Believe me, I’m tired of all the timeouts, too. Is there anything more exasperating than flicking through four different channels and finding a commercial on every single one?

But despite its many flaws, I still love the NCAA Tournament. At a time when big money compels schools to switch leagues the way fans switch TV channels, the little guy can still rise up and beat the bully.

I’ve said for years that the opening Thursday and Friday of the NCAAs are the best two days in sports. Late Friday, I had a big smile on my face. Really, how could you beat what happened on the first two days this year, when the oldest and newest teams in Division I won a game for the first time?

On Thursday, the nation’s oldest college won a game for the first time. Harvard, which was founded in 1636 and had made the field only twice before, shocked New Mexico, the No. 3 seed in the West.

On Friday, Florida Gulf Coast, a 15th seed from the Atlantic Sun, upset Georgetown. Gulf Coast is the youngest of the NCAA’s 347 schools playing Division I sports. The college, located in Fort Myers, was founded in 1991.

It was a great story, but that was supposed to be the end of it. Gulf Coast would celebrate its one shining moment for 48 hours and come crashing to earth, like so many other one-shot Cinderellas through the years. The Eagles would lose the next game and leave the Big Dance to the big boys.

Gulf Coast didn’t get the memo. The Eagles showed up Sunday night at the Wells Fargo Center in Philadelphia, cocky and confident, and shocked the world all over again. The Eagles pulled away from another favored opponent in a withering second half and beat seventh-seed San Diego State, 81-71.
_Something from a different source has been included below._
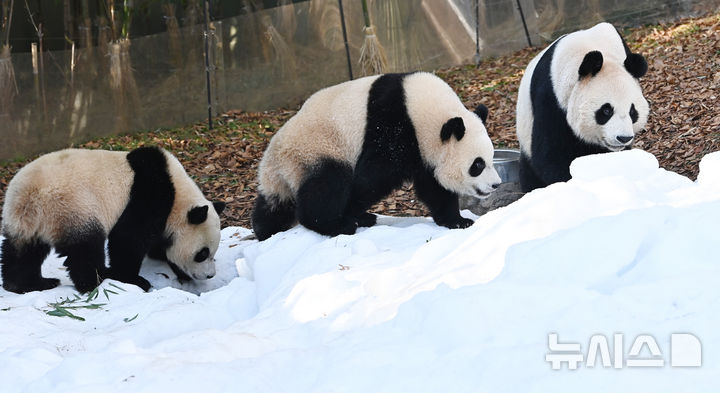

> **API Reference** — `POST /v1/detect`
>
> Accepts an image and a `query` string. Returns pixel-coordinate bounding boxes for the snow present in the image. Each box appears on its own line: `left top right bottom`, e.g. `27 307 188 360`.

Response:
1 149 719 392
Florida Gulf Coast, in its second year in Division I, became the first No. 15 seed to reach the Sweet 16 since the tournament expanded to 64 teams in 1985.

Two days earlier, they had become just the seventh No. 15 to win a game. This team is no fluke. They were the better team against San Diego State, same as they were against Georgetown. They’re quick, they play solid defense in the post, and they have a couple of dynamic guards in 6-foot-4 senior Sherwood Brown and 6-3 sophomore point guard Brett Comer, who had a career-high 14 assists.

Gulf Coast, audacious in its cobalt blue and green uniforms, became the nation’s darling Friday. Their coach, Andy Enfield, gave up a lucrative career on Wall Street to coach the Eagles. His wife, Amanda, is a former supermodel.

In a conservative era when coaches micromanage every fraction of a second in a game, the Eagles play with a refreshing verve. They throw more lobs than any team I’ve seen. Boy, is Gulf Coast fun to watch. Watching them dunk those lobs, it brought me back to the “Phi Slama Jama” Houston team of 30 years ago.

Now FGCU gets a shot at Florida in the Sweet 16. The story just keeps getting better. Florida Gulf Coast has two years in Division I. Florida, led by Billy Donovan, has two national titles.

No team seeded 13th or worse has ever made it to the “Elite Eight.” The music generally stops early for the Cinderella teams. By the second round, it’s the middle-range teams that become the tournament sleepers.

Gonzaga used to be America’s darling. This year, they came into the tournament as the top seed in the West and the nation’s top-ranked team. Critics said the Zags were a soft No. 1 seed, and they showed it by getting upset by Wichita State on Saturday, 76-70.

Indiana, the top seed in the East, struggled to get past Temple on Sunday. Kansas didn’t look the role of a No. 1 seed against Western Kentucky in its first game. Ohio State, the No. 2 seed in the West, needed a buzzer-beater to beat 10th-seeded Iowa State on Sunday.

There’s more parity in college basketball than ever. The first week of the NCAAs proved it. Gulf Coast slammed the reality home. When a team that wasn’t even in D-I a couple of years ago can make a run, you know things are wide open.

There are about a dozen teams that had a claim to No. 1 during the regular season. The gap between those teams and the teams in the 30-40 range is narrower than ever. You could see it in those 1-9 and 2-10 matchups.

Nothing would surprise me from here. Any of the 16 remaining teams could make the Final Four in Atlanta. No team is invulnerable. I’m not going to rule out Florida Gulf Coast. If you changed the uniforms and put some established names on their jerseys, like “Illinois” or “Oklahoma” or “Oregon,” people would have taken them for a typical contender. They didn’t even win the Atlantic Sun regular season. Mercer did.

That’s the beauty of the tournament. No matter the size or age of the school, or the power of the conference, everyone has a chance.

Every once in awhile, a team comes along like a revelation, reminding us that some pretty good basketball gets played in obscure places.

It’s pretty fun, you must admit. The Gulf Coast players seemed to be having a ball. Late in Sunday’s game, as they were pulling away from the Aztecs, a guard named Christophe Varidel was actually kicking up his heels as he ran back down the floor.

As someone who loves this tournament for the underdog stories, for the little guys, I felt like kicking mine up, too.